The International HapMap Project provides a resource of genotypic data on single nucleotide polymorphisms (SNPs), which can be used in various association studies to identify the genetic determinants for phenotypic variations. Prior to the association studies, the HapMap dataset should be preprocessed in order to reduce the computation time and control the multiple testing problem. The less informative SNPs including those with very low genotyping rate and SNPs with rare minor allele frequencies to some extent in one or more population are removed. Some research designs only use SNPs in a subset of HapMap cell lines. Although the HapMap website and other association software packages have provided some basic tools for optimizing these datasets, a fast and user-friendly program to generate the output for filtered genotypic data would be beneficial for association studies.

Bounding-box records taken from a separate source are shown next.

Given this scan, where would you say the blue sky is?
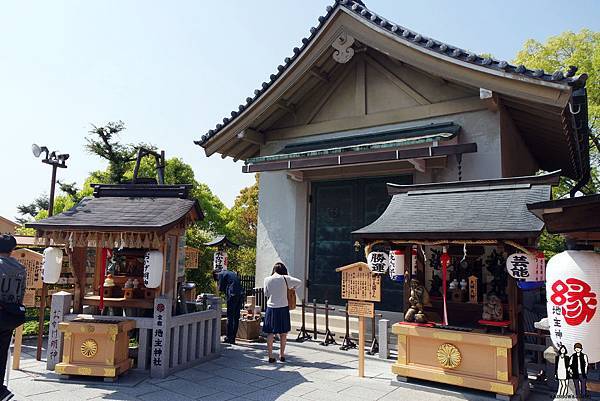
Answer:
[0,0,600,218]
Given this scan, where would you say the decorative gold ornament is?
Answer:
[437,343,462,369]
[81,338,98,358]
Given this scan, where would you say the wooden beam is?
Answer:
[303,60,355,124]
[309,67,331,82]
[233,143,256,162]
[479,88,500,113]
[237,128,265,145]
[287,171,304,182]
[408,159,427,173]
[354,56,367,116]
[264,96,486,141]
[275,99,296,114]
[366,55,431,105]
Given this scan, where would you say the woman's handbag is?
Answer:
[0,303,25,330]
[283,277,296,310]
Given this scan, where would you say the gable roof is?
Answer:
[352,172,559,240]
[26,184,204,232]
[194,0,587,150]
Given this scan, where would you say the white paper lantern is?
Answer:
[144,251,163,288]
[213,251,228,272]
[389,250,404,283]
[506,253,543,281]
[367,252,390,274]
[546,251,600,363]
[42,247,62,284]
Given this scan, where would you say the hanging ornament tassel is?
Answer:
[440,247,450,326]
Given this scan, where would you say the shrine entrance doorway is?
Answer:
[308,175,412,311]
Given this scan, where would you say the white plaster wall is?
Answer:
[256,172,308,298]
[256,110,502,290]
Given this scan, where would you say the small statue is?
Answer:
[404,279,428,323]
[481,294,504,322]
[429,274,443,297]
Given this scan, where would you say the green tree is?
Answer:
[85,121,136,184]
[514,29,600,194]
[226,174,259,275]
[514,29,600,258]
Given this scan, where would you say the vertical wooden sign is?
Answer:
[469,276,477,304]
[335,262,381,377]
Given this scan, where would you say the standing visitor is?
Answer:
[263,262,302,363]
[554,345,570,398]
[213,270,244,344]
[571,343,589,398]
[0,235,27,401]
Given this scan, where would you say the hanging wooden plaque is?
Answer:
[348,301,375,318]
[336,262,381,302]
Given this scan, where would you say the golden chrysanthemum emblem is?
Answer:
[81,338,98,358]
[437,343,462,369]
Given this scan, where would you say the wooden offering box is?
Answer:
[392,323,517,395]
[55,319,135,378]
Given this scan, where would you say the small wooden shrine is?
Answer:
[27,184,220,377]
[353,173,559,397]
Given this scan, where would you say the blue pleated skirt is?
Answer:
[263,306,292,334]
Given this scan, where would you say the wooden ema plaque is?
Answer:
[348,301,375,318]
[336,262,381,302]
[335,262,381,377]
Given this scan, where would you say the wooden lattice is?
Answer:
[185,246,200,269]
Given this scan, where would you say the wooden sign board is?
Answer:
[336,262,381,302]
[12,249,44,289]
[348,301,375,318]
[23,288,35,308]
[469,276,477,304]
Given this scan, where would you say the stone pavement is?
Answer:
[10,343,550,401]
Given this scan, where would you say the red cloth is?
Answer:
[477,319,510,327]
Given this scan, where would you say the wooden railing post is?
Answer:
[47,291,73,370]
[207,296,221,354]
[379,319,390,359]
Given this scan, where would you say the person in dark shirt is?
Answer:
[0,235,27,401]
[213,270,244,344]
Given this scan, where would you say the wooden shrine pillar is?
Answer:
[67,247,87,313]
[402,245,412,318]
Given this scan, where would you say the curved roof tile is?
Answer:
[194,0,587,146]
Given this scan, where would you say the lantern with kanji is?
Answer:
[389,250,404,283]
[42,247,63,284]
[367,252,390,274]
[144,251,163,288]
[546,251,600,363]
[213,251,228,272]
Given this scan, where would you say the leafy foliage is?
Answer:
[85,121,136,184]
[514,29,600,198]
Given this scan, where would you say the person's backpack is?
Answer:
[283,276,296,310]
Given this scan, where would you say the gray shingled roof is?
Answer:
[26,185,203,231]
[194,0,587,146]
[352,173,558,240]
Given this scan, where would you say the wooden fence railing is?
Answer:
[46,292,221,378]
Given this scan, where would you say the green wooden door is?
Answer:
[308,176,412,311]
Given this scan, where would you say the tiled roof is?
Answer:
[352,173,558,240]
[194,0,587,145]
[26,184,203,231]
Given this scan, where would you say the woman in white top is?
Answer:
[263,262,302,363]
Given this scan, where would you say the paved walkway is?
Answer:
[5,343,550,401]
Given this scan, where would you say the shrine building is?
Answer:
[196,0,590,310]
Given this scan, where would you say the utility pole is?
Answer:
[31,144,69,361]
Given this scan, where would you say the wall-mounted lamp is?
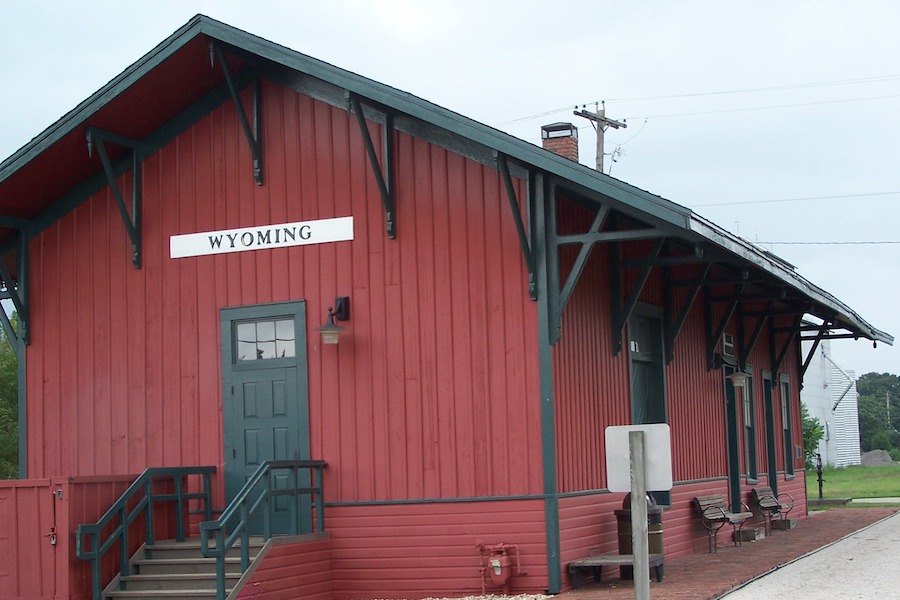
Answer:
[316,296,350,344]
[728,371,749,390]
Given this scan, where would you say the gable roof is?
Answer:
[0,15,893,344]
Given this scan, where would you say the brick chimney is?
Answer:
[541,123,578,162]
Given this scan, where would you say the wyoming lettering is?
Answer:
[169,217,353,258]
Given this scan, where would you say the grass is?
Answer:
[806,464,900,499]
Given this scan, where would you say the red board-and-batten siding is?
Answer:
[27,84,546,591]
[554,207,805,564]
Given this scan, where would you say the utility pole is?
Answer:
[575,102,628,173]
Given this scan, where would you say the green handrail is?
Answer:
[75,467,216,600]
[200,460,328,600]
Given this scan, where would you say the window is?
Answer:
[741,377,758,479]
[235,319,296,362]
[628,306,672,506]
[781,375,794,475]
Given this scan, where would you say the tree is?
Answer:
[800,402,825,469]
[856,373,900,452]
[0,308,19,479]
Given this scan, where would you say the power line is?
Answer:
[623,94,900,121]
[754,240,900,246]
[497,75,900,127]
[691,192,900,208]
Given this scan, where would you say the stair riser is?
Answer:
[135,561,241,575]
[103,591,216,600]
[116,573,240,592]
[144,547,260,560]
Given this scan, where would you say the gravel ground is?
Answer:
[723,513,900,600]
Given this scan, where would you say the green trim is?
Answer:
[724,365,741,512]
[559,477,728,499]
[28,76,239,237]
[219,300,310,502]
[529,173,562,594]
[325,494,547,508]
[16,324,28,479]
[762,371,778,495]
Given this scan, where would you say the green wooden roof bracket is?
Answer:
[738,299,775,367]
[706,282,747,371]
[800,319,834,379]
[494,151,537,300]
[772,315,802,379]
[0,230,29,350]
[665,262,712,364]
[209,40,263,185]
[86,127,144,269]
[609,236,666,356]
[557,204,609,313]
[347,92,397,239]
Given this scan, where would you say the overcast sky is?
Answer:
[0,0,900,374]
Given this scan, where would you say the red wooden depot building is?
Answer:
[0,16,893,599]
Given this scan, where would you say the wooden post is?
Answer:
[628,431,650,600]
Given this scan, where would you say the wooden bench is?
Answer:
[569,554,665,590]
[750,487,797,535]
[693,494,753,553]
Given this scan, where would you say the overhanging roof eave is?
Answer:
[690,215,894,345]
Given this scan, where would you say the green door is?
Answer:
[221,302,309,533]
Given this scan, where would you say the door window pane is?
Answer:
[235,319,296,362]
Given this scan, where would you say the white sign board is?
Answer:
[169,217,353,258]
[606,423,672,492]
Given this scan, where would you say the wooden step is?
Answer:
[131,556,241,575]
[144,538,264,560]
[112,572,240,591]
[103,588,216,600]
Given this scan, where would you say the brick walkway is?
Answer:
[556,508,898,600]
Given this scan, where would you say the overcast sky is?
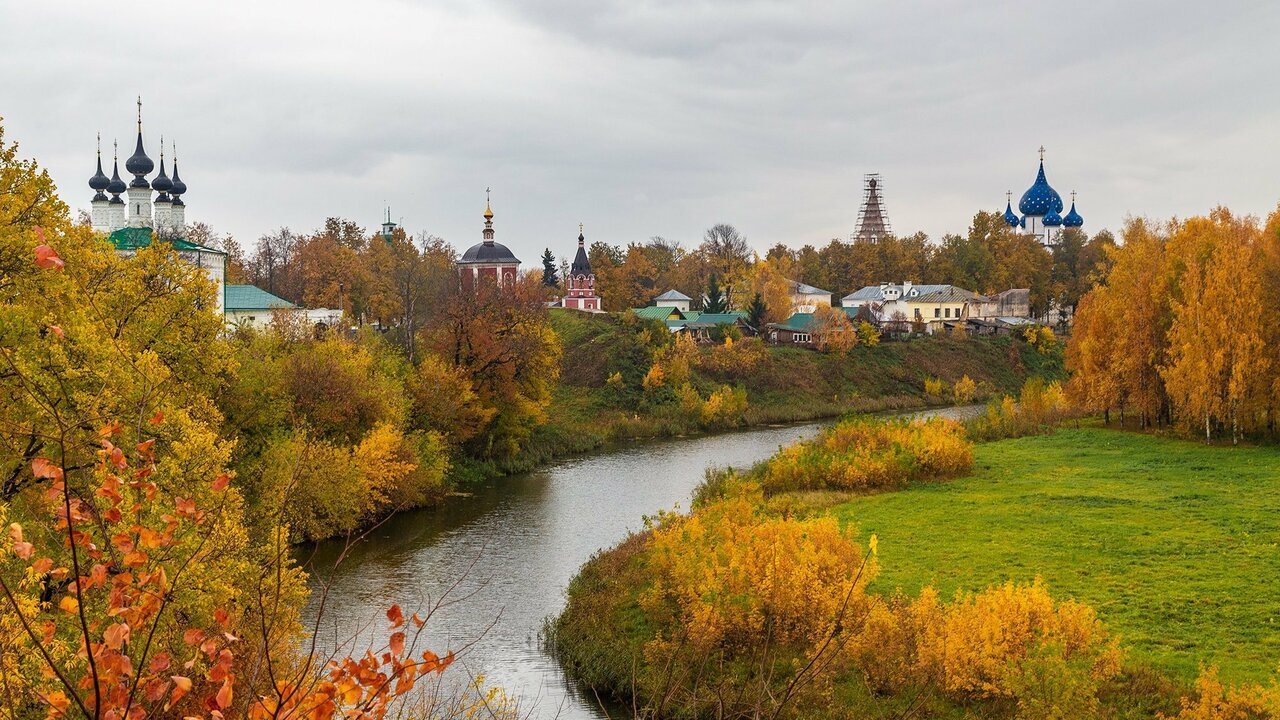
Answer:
[0,0,1280,264]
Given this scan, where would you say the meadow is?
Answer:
[833,428,1280,682]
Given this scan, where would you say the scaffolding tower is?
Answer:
[851,173,893,242]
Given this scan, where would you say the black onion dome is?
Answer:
[88,155,111,189]
[458,240,520,265]
[106,161,128,195]
[151,154,173,192]
[568,233,591,275]
[124,131,156,180]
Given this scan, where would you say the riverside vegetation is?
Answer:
[548,380,1280,720]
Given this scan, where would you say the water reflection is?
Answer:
[299,404,977,719]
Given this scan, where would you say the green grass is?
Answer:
[833,428,1280,682]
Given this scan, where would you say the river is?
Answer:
[306,407,973,720]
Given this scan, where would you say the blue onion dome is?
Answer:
[1005,202,1018,228]
[106,160,128,195]
[1018,160,1062,217]
[88,152,111,190]
[1062,200,1084,228]
[124,129,156,187]
[151,155,173,193]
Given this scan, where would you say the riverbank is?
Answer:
[548,427,1280,717]
[451,310,1066,487]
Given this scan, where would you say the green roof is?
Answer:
[631,306,685,320]
[225,284,297,310]
[106,228,227,255]
[769,313,813,333]
[696,311,746,325]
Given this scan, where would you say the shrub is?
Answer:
[758,418,973,493]
[969,378,1079,441]
[951,375,978,405]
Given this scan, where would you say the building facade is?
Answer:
[457,197,520,292]
[1005,146,1084,247]
[88,99,227,315]
[563,225,604,313]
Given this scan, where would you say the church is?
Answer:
[88,97,228,315]
[457,190,520,292]
[1005,145,1084,247]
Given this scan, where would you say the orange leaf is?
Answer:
[102,623,129,650]
[36,245,65,270]
[31,457,63,480]
[214,678,232,710]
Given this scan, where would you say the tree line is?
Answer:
[543,211,1115,316]
[1068,202,1280,441]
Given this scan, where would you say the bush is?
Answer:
[758,418,973,493]
[968,378,1079,441]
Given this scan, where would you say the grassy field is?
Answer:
[835,428,1280,680]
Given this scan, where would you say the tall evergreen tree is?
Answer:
[746,292,765,334]
[703,274,728,313]
[543,247,559,287]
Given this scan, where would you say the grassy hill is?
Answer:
[835,428,1280,680]
[550,310,1065,427]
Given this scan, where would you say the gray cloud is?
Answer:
[0,0,1280,263]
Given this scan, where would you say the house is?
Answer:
[840,281,978,333]
[787,281,831,313]
[631,305,687,327]
[668,311,755,342]
[764,313,813,347]
[653,290,694,313]
[225,284,298,328]
[965,287,1032,319]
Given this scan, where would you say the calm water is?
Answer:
[307,409,972,720]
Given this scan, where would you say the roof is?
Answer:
[687,311,746,325]
[106,228,227,255]
[458,240,520,265]
[790,281,831,297]
[769,313,813,332]
[840,284,969,304]
[913,284,978,302]
[631,305,685,320]
[654,290,692,301]
[224,284,297,310]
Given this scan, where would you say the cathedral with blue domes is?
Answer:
[1005,146,1084,247]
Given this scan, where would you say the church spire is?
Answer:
[484,187,493,245]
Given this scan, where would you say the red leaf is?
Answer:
[31,457,63,480]
[214,678,232,710]
[36,245,67,270]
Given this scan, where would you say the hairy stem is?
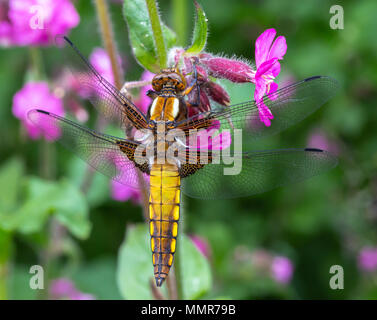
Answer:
[93,0,149,220]
[172,0,188,47]
[145,0,167,69]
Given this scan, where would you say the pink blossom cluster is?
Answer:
[170,29,287,126]
[0,0,80,46]
[358,247,377,272]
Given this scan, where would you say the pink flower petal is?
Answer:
[268,36,287,60]
[254,78,267,101]
[255,58,277,78]
[255,28,276,68]
[268,82,279,100]
[12,82,64,140]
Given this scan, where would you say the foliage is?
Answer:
[0,0,377,299]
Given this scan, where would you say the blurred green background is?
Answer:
[0,0,377,299]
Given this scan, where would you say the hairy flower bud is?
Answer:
[200,57,255,83]
[206,81,230,106]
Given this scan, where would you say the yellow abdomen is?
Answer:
[149,164,181,286]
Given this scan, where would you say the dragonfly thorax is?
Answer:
[149,96,180,121]
[152,68,186,94]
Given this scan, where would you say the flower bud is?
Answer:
[200,57,255,83]
[206,81,230,106]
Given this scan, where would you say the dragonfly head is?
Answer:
[152,68,186,93]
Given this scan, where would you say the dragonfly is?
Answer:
[28,37,338,287]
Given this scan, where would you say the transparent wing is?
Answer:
[182,149,337,199]
[28,109,148,188]
[176,76,339,140]
[56,36,147,129]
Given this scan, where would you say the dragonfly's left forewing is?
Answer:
[28,109,148,188]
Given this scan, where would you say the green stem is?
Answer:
[172,0,187,47]
[95,0,122,90]
[29,47,44,80]
[145,0,167,69]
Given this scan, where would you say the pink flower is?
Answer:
[189,235,211,259]
[271,256,294,284]
[358,247,377,271]
[49,278,95,300]
[0,0,80,46]
[252,29,287,126]
[12,82,64,140]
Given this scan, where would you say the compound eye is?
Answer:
[176,82,185,91]
[152,79,162,91]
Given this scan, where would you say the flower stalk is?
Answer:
[95,0,122,90]
[146,0,167,69]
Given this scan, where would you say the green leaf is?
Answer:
[0,158,24,211]
[0,229,12,266]
[186,1,208,54]
[117,224,211,299]
[72,256,122,300]
[54,180,91,239]
[123,0,177,73]
[66,157,110,208]
[0,177,91,239]
[178,235,212,300]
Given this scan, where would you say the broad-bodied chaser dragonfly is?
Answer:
[28,37,338,286]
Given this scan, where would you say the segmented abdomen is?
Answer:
[149,164,181,286]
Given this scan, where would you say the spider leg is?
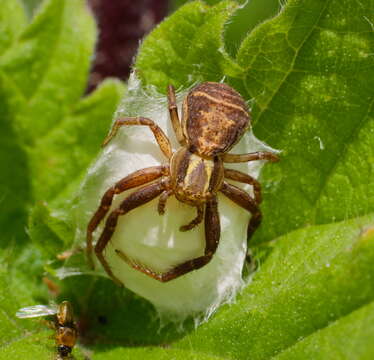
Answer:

Here, we present a flexible, straight-forward bioinformatics program that can be useful in preparing the HapMap genotypic data for association studies by specifying cell lines and two common filtering criteria: minor allele frequencies and genotyping rate. The software was developed for Microsoft Windows and written in C++.
Availability: The Windows executable and source code in Microsoft Visual C++ are available at Google Code (http://hapmap-filter-v1.googlecode.com/) or upon request. Their distribution is subject to GNU General Public License v3.
Keywords: HapMap; genotype; genotyping rate; minor allele frequency; single nucleotide polymorphism.